Looking out over the vast dustbowl and dingy saltiness of the Salton Sea in the southern Coachella Valley, I’m struck by contrasts. The oasis of Palm Springs followed by this desolation immediately south of it. The Salton Sea is another sad, vestigial example of politically driven ecological screwups so prevalent in California. A lake never meant to be ecologically permanent, followed by an ecological effort to make it so. The old two wrongs make a right logic.

It’s the nasty, smelly remains of an aborted early 1900s campaign to divert Colorado River water for irrigating the Imperial Valley and later, through other political means, to divert it for greater Los Angeles. For decades, mitigation mistakes, runoff, and drainage from the farmlands kept the Sea from naturally drying up. When irrigation and runoff became more efficiently contained, the 1970s saw the Sea begin to shrink. Evaporation led to concentrations of fertilizers, salts and selenium with unintended consequences of fish and waterfowl die offs, toxic air pollution and high salinity waters. That will tell you a little something about how well these power motivated, political initiatives usually work out. They’re always a clusterfuck.

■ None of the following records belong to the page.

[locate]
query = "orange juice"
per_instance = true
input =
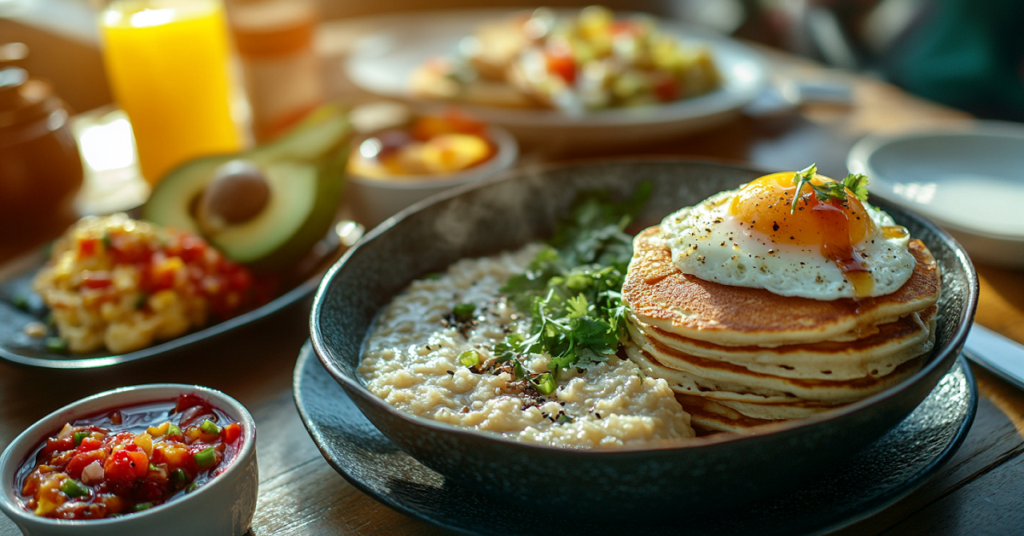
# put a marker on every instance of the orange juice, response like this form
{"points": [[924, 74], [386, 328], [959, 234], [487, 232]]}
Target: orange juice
{"points": [[168, 63]]}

It’s a screw up no one can agree how to address, much less fix. But that’s just one of the many water issues that inevitably happen in the desert. There are now roughly 300,000 people in greater Palm Springs. It keeps growing. The aquifer beneath this great oasis is dropping. As a result, so is the land above it. And, as is the want of government and people in general, everyone observes and acknowledges the problem, but no one’s addressing it with a viable plan. I guess the thought is, ‘the water will come from somewhere.’ I got news – I don’t think it will. It looks like government will do what it does best – wait until it becomes a crisis.

California has been trying for years to steal water (and power) from the Pacific Northwest through the Bonneville Power Administration, the federal bureaucracy that manages much of the hydroelectric power and water in that region. So far, that hasn’t worked out for good, old Cali. In the meantime, though, Palm Springs and its neighbors just keep on building, adding water hungry golf courses, swimming pools and hot tubs. Must be nice to be an eternal optimist, or absolutely full of delusional grandeur.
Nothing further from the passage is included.